È possibile imparare qualcosa da ognuno. Anche dall’amministratore “disonesto” della parabola evangelica che agisce con “scaltrezza”. Un brano che provoca sempre «sconcerto» se ci si limita a interpretarlo «a livello morale» anziché riflettere sul fatto che anche al discepolo di Cristo è richiesta scaltrezza, da tradurre nella «capacità di mettere ogni realtà mondana in relazione con il Regno di Dio». Il racconto del capitolo 16 del Vangelo di Luca è stato al centro dell’omelia del cardinale vicario Angelo De Donatis che venerdì 6 novembre, mese tradizionalmente legato alla commemorazione dei defunti, nella basilica di San Giovanni in Laterano ha celebrato la Messa durante la quale sono stati ricordati quattro cardinali e 33 presbiteri morti nel 2020. Presenti alla liturgia il vicegerente Gianpiero Palmieri e i vescovi Paolo Ricciardi e Luca Brandolini, rispettivamente delegato per la pastorale sanitaria e vicario dell’arciprete della cattedrale.

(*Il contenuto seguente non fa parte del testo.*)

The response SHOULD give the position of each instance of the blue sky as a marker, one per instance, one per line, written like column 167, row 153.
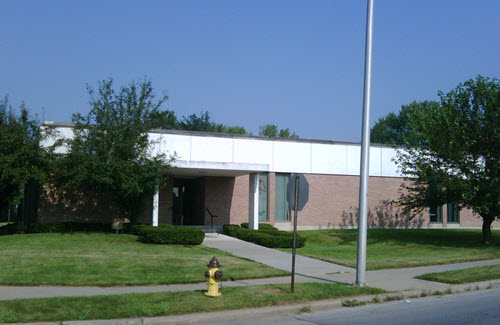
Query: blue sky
column 297, row 64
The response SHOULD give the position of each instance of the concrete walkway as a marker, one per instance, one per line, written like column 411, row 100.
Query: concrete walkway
column 304, row 266
column 307, row 270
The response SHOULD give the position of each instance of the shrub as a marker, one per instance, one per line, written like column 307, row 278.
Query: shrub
column 230, row 230
column 262, row 226
column 170, row 235
column 11, row 229
column 268, row 236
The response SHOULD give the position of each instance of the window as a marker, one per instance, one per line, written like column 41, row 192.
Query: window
column 436, row 213
column 263, row 197
column 452, row 213
column 282, row 211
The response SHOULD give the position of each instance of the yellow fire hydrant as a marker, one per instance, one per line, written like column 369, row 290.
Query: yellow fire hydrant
column 214, row 275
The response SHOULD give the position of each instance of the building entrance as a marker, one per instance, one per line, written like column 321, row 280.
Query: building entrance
column 188, row 202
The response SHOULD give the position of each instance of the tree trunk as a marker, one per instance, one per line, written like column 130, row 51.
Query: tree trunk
column 487, row 221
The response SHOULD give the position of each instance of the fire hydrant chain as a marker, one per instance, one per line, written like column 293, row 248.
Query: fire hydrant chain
column 213, row 276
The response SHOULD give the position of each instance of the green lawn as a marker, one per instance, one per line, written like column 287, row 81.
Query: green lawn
column 400, row 248
column 474, row 274
column 106, row 259
column 169, row 303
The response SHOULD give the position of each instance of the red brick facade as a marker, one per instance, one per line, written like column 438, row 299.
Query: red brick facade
column 333, row 201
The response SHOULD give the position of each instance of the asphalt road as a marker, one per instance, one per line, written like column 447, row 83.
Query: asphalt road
column 478, row 307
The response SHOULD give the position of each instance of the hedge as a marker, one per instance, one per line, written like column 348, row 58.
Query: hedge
column 272, row 238
column 169, row 235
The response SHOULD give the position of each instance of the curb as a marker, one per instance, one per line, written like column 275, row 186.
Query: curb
column 286, row 310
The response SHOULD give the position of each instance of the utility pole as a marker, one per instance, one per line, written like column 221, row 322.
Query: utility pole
column 365, row 153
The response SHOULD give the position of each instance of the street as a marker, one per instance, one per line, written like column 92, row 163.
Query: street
column 478, row 307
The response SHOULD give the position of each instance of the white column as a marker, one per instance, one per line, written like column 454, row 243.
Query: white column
column 253, row 213
column 156, row 205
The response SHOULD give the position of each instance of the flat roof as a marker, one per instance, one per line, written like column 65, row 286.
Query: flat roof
column 236, row 136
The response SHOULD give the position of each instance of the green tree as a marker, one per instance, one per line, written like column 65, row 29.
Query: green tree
column 456, row 157
column 271, row 131
column 396, row 129
column 109, row 153
column 23, row 162
column 205, row 123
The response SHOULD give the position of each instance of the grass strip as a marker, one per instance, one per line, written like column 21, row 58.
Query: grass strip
column 473, row 274
column 400, row 248
column 169, row 303
column 106, row 259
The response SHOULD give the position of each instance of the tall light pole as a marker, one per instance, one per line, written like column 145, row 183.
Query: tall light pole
column 365, row 152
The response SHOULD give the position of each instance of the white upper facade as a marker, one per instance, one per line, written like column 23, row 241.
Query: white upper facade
column 199, row 153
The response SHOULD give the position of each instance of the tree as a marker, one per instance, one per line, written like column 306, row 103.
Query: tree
column 22, row 161
column 109, row 153
column 204, row 123
column 395, row 129
column 456, row 155
column 271, row 131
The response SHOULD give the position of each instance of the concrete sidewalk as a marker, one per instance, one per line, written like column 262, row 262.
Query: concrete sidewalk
column 304, row 266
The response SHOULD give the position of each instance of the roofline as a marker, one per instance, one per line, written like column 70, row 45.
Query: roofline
column 236, row 136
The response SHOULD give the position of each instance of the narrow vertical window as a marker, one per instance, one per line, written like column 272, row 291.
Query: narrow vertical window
column 436, row 213
column 453, row 214
column 282, row 211
column 263, row 196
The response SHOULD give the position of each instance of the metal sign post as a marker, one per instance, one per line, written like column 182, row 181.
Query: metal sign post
column 296, row 201
column 365, row 152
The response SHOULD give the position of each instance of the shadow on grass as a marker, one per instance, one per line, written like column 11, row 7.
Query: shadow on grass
column 459, row 238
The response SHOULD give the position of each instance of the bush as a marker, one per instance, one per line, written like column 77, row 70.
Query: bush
column 169, row 235
column 262, row 226
column 11, row 229
column 268, row 236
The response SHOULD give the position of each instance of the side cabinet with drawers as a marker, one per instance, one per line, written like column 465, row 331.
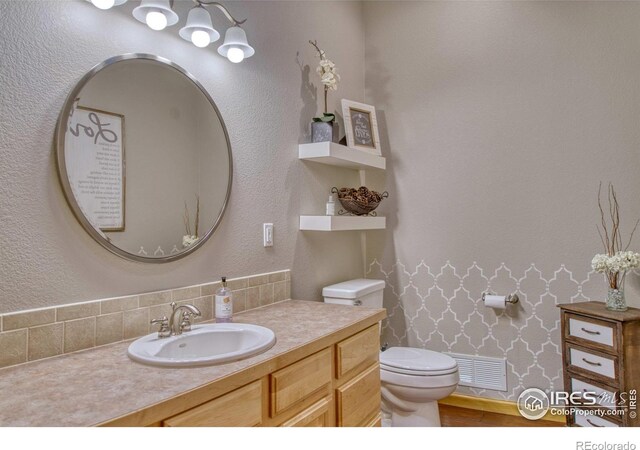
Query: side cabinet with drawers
column 336, row 386
column 601, row 352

Pensando al ministero svolto dai sacerdoti ricordati durante l’Eucaristia, il cardinale De Donatis ha affermato che, come l’amministratore della parabola, «sono stati continuamente richiamati dalla loro vocazione a rimanere amministratori e semplici domestici, riconoscendo e facendo riconoscere agli altri l’unico riferimento all’unico padrone». Con alcuni dei sacerdoti defunti aveva un rapporto personale e alla luce del passo evangelico immagina che «anche loro si sono lanciati alla ricerca di coloro che potevano aiutare, creando o rafforzando legami di solidarietà per assicurare la speranza per il futuro». L’invito del porporato è stato quindi quello di imparare dall’amministratore «a trafficare la vita, a guardare al futuro non al passato, concentrandosi sulle relazioni odierne, mettendo in esse più amore, per guardare al futuro con speranza. Questo permetterà di colmare quei vuoti che si sono creati nel tempo».

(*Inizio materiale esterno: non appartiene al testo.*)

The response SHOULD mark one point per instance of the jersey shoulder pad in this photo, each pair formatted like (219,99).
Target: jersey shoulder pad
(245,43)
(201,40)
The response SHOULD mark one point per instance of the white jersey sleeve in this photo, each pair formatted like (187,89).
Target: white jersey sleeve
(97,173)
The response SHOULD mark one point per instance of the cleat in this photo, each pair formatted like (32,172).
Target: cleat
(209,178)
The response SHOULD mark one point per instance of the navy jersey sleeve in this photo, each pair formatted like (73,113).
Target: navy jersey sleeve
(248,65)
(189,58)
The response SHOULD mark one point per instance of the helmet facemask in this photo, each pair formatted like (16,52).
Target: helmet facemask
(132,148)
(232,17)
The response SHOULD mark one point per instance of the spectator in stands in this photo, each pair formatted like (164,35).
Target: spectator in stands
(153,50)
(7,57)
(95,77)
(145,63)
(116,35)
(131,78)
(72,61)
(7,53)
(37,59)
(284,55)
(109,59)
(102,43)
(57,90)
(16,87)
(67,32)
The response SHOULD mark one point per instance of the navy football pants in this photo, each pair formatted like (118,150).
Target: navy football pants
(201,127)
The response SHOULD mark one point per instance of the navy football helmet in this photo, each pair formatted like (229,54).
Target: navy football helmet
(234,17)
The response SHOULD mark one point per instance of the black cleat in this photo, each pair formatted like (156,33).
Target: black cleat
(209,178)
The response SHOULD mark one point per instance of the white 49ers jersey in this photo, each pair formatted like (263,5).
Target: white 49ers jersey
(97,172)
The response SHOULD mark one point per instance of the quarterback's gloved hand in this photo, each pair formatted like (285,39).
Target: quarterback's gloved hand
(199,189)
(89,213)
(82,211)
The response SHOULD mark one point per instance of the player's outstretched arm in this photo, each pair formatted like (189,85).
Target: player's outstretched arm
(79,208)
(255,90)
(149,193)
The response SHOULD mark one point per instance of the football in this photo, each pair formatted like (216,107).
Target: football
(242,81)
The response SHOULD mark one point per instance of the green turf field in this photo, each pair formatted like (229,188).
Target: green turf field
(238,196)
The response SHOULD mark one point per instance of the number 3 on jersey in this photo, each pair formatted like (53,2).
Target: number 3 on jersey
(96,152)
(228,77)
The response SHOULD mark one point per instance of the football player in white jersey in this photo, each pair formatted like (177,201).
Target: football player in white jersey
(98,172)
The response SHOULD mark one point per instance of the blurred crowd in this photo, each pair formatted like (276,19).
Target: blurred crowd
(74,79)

Commentando la parabola, De Donatis ha rimarcato che il senso delle parole rivolte da Gesù «è da cogliere nel legame che il discepolo ha con il Regno di Dio, con quei beni che durano e che sono custoditi da Dio stesso. È questo il tesoro che il discepolo deve cercare con tutte le sue forze e sul quale deve puntare tutta la sua vita rischiando con coraggio, usando tutti i mezzi che ha a disposizione anche quelli materiali come la ricchezza. «Essere cittadini del cielo significa vivere nella consapevolezza che nulla sulla terra è compimento dell’uomo. Essere nel mondo ma non del mondo, pellegrini su questa terra in cammino verso la patria. Non significa disinteressarsi di questo mondo o addirittura disprezzarlo ma vivere mettendo tutto in relazione con il Regno di Dio, compimento della nostra vita».

La scaltrezza e la lucidità dell’amministratore che cerca una rapida soluzione per assicurarsi un futuro tranquillo devono essere di esempio per i discepoli di Cristo, chiamati a vivere affinché «tutto sia orientato al futuro del Regno di Dio – le parole del porporato -. A ciascuno è data una sola vita e deve gestirla con decisione, con scelte, con orientamenti che siano sempre in relazione con il Regno di Dio anche utilizzando con scaltrezza i beni di questo mondo e questo richiede discernimento spirituale, la consapevolezza continua che il futuro è nelle mani di Dio ma sta a noi saper cogliere le opportunità che il Signore ci offre per entrare nel Regno da discepoli».